Es ist eine Binsenweisheit: Wer Tiere hält, trägt eine große Verantwortung. Umso mehr, wenn es sich - wie im vorliegenden Fall - um eine Schafherde mit Hunderten von Tieren handelt. Diese Fürsorgepflicht hat ein Schäfer aus dem Landkreis Haßberge sträflichst verletzt. Weil er ein umfassendes Geständnis ablegte, kam der einschlägig vorbestrafte Angeklagte bei seinem Prozess am Amtsgericht in Haßfurt wegen Tierquälerei in 17 Fällen mit einer neunmonatigen Bewährungsstrafe davon, verbunden allerdings mit einem fünfjährigen Berufsverbot und der Auflage, bis Ende Mai seine gesamte Schafherde zu verkaufen.


Schrecklich

Was Staatsanwalt Stephan Jäger in seiner Anklageschrift vorlas, hörte sich grausam an. Demnach umfasste die gesamte Herde des Angeklagten Ende 2013 über 620 Tiere. Davon verendeten im Zeitraum zwischen Oktober 2013 und Juli 2014 allein 363 Tiere, weil sich der Beschuldigte nicht ausreichend um eine tierärztliche Versorgung und Behandlung der Vierbeiner gekümmert hatte.
Vom Veterinäramt genau unter die Lupe genommen, wurde sodann die kurze Zeitspanne zwischen dem 29. Juli 2014 und dem 7. August 2014. In diesen gerade mal zehn Tagen krepierten weitere 17 Schafe.

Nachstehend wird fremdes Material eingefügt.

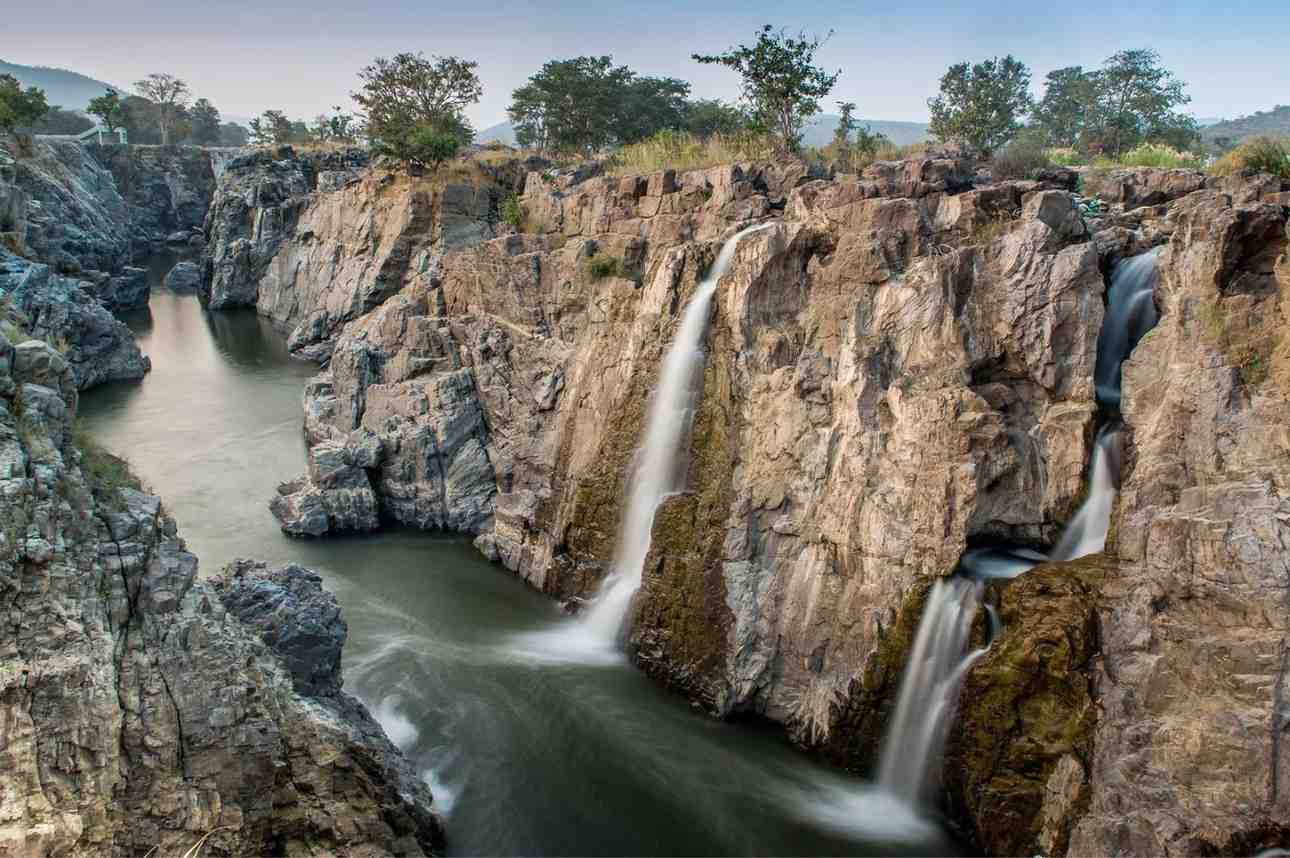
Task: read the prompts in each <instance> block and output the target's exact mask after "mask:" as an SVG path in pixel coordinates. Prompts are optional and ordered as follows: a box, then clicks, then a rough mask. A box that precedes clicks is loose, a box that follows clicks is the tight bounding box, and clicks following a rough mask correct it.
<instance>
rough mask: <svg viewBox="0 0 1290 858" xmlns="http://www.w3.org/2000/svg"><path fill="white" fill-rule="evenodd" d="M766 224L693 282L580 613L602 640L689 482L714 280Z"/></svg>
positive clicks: (620, 612)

Als man deren Kadaver sezierte, zeigte sich ein scheußliches Bild. Die Weidetiere litten unter hochgradigem Parasitenbefall mit Band- und Peitschenwürmern. Zusätzliche Lungenödeme, schlimme Entzündungen sowie Abszesse an der Leber führten zum qualvollen Tod. Teilweise waren die Tiere regelrecht verhungert.
Nachdem der Schafhalter bereits 2012 und nochmals 2014 wegen Tierquälerei vom Haßfurter Amtsgericht schuldig gesprochen worden war und bei der neuerlichen Tat unter laufender Bewährung stand, wollte der Vertreter der Anklage dem Schäfer am liebsten ein nochmalige Bewährungschance versagen. Erst nach einem vertraulichen Rechtsgespräch unter Beteiligung von Strafrichterin Ilona Conver und Verteidiger Willy Marquardt lenkte der Staatsanwalt unter der Bedingung ein, dass ein umfassendes Geständnis des Angeklagten folgt. Nachdem sich der Schäfer darauf einließ, konnten die Juristen auf eine aufwändige Beweisaufnahme mit etlichen Zeugenaussagen verzichten.
In seinem Plädoyer bezeichnete der Ankläger den Schafhalter als keinen "normalen" Kriminellen, sondern als jemanden, der massive Fehler in der Tierhaltung begangen habe. Die 17 dokumentierten Fälle seien sicherlich nur die "Spitze des Eisbergs" gewesen, betonte er. Er forderte eine einjährige Bewährungsstrafe und ein lebenslanges Berufsverbot.
Der Rechtsanwalt Willy Marquardt hielt sechs Monate und ein vierjähriges Nutztier-Haltungsverbot für ausreichend.
Der Richterspruch lag in der Mitte dieser beiden Anträge. In ihrer Urteilsbegründung erkannte die Vorsitzende an, dass für Landwirte oder gewerbliche Tierhalter die Nutztiere keine "Hätschelwesen" seien und niemand erwarte, dass für Schlachttiere Kuschelkörbchen bereitgehalten werden. Aber die Vorschriften des Tierschutzgesetzes, machte sie unmissverständlich klar, gälten für jeden.


Rechtsmittelverzicht?

Die Prozessbeteiligten signalisierten, auf etwaige Rechtsmittel zu verzichten. Damit dürfte das Urteil des Amtsgericht in Haßfurt Rechtskraft erlangen.